Obama: «Rece por mí y por mi familia»

Esto lo decía, el miércoles pasado, el presidente de Estados Unidos, Barak Obama, al papa Francisco. Se estaban despidiendo: “Muchas gracias”, le dijo el presidente, en castellano. Y luego, volviendo al inglés: “Por favor: rece por mí y por mi familia. Ellas están conmigo en este ‘camino’; mis hijas y mi mujer me apoyan”. Y ya está. Y ya estaba la audiencia que ha resultado ser la más larga que ha concedido el Pontífice a un presidente de gobierno, y ya estaba, también, el contraste entre un hombre marcado por la sencillez de coches utilitarios y austeridad en las formas de hacer, y otro, seguido por una comitiva de veintiséis coches y ocho motocicletas, que iba a Roma a conocer a alguien que admira. El encuentro entre el político que necesita el beneplácito de sus ciudadanos y el papa que no busca contentar más que a Aquel que lo ha elegido como sucesor de Pedro.

Así fue, el miércoles, allá por las once de la mañana, y si no fuera porque ya estamos acostumbrados a ese God save the United States of America tanto usado en el cine de Hollywood, diríamos que Obama sólo fue a buscar el cada vez más influyente voto católico –sin ir más lejos, no olvidemos que el vicepresidente Joe Biden es católico–; y, efectivamente, busca votos, pero no solo. Obama –protestante, del sector más supuestamente antipapista– realmente admira a Francisco y es un hombre que no tiene ningún problema en citarlo y nombrar a Dios en sus discursos.
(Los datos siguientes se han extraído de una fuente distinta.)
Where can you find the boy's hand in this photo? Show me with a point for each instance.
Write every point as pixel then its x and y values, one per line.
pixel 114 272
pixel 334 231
Mientras tanto, me viene la envidia de ver que aquí –en muchos países de Europa, pero concretamente en estas tierras que llaman de Santiago–, parece que nuestros políticos tengan miedo de hacer una referencia a Dios, por exigua que sea, ya que, si lo hacen, son tachados de conservadores y retrógrados, a una enorme colección de absurdos insultos más propios de épocas dictatoriales, que de una sociedad democrática y libre. Es la “dictadura del relativismo”: todo vale, pero dentro de unos parámetros. Unos parámetros que se han quedado anclados en el ilustrado siglo XVIII y la Revolución Francesa –que, no lo olvidemos, comenzó con una Misa al Espíritu Santo.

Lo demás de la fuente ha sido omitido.